The central story is Annie’s fractured relationship with the screw-up Glenn, which is where most of the film's problems lay. First of which is a performance from Beckinsale that can best be described as “blah.” I’ve never seen a movie of hers where she registered onscreen at all or conveyed any presence so it’s odd Green would think she’s capable of lifting material this heavy. Nothing on her résumé suggested she could. It’s kind of hard to believe a filmmaker as gifted as Green didn’t have more talented actresses knocking his door down to get this part. As I watched I couldn’t help but think what Nicole Kidman or Kate Winslet (who played a similar character in Little Children) could have done with it.
Beckinsale must play an irresponsible mother cheating with her best friend’s husband. And she plays it just like that and nothing more, sleepwalking her way through the whole thing. It isn’t a bad performance, just merely serviceable and for this type of a film you need a lot more than that. As a result, Annie comes off as an uncaring bitch and when the cataclysmic event occurs about an hour in and she’s blamed for it I couldn’t disagree. It is mostly her fault. The sad part is I don’t think Green’s screenplay intended it to come off that way.

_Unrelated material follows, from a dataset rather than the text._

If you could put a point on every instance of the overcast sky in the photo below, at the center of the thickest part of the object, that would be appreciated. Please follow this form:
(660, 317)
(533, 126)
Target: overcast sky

Rockwell’s layered portrayal of a man driven to the brink is much more rewarding. He plays him as a decent guy trying desperately to do good for his daughter but continuously messing up at every turn because he just can’t get a hold of his demons. We can actually see and understand how things get to the point they do with him and that’s no small feat. Here’s hoping that Beckinsale comes off so bad because Rockwell is that great. What’s worse though is that this represents her best work, which means if Green can’t coax a great performance out of her then no filmmaker can.
There’s a lot going on but the separate characters’ lives rarely intersect and the story never really comes together as a cohesive whole, which you could argue fits the realistic minimalism Green pictures usually bask in. But that doesn’t mean it helps the film. That style is fine for a meditative tone poem like All The Real Girls that explores the heartbreak of relationships but this sets itself up to be more than that and doesn’t completely deliver. It actually could even be described as almost too restrained. The result is a depressing viewing experience that’s intelligently written, beautifully shot and features a couple of very good performances. And that’s pretty much it. More gasoline needed to be added to the narrative fire.

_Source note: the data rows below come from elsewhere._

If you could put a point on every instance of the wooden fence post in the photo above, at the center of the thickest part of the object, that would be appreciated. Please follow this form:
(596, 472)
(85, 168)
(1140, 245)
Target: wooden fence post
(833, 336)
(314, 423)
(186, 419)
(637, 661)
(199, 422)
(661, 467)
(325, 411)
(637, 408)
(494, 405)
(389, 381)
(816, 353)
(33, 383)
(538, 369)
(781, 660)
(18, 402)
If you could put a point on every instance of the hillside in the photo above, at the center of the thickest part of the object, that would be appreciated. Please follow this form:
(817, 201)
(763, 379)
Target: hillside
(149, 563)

There’s been some debate as to when the film’s events actually take place. The novel was set in the 1970’s, but contrary to Netflix’s erroneous packaging information Green did adapt the film to present day. That you really can’t tell the time period is a high compliment that represents one of his many great attributes: they exist in a timeless vacuum that doesn’t age. His control of mood and atmosphere is such that it may be intriguing to see him attempt a horror film. This could almost be considered one. Unfairly or not, some directors are just held to a higher standard than others because we expect so much. David Gordon Green tops that list. While Snow Angels is his first film with some holes in it, one of his merely good pictures will always be ten times more interesting than most filmmakers’ finest.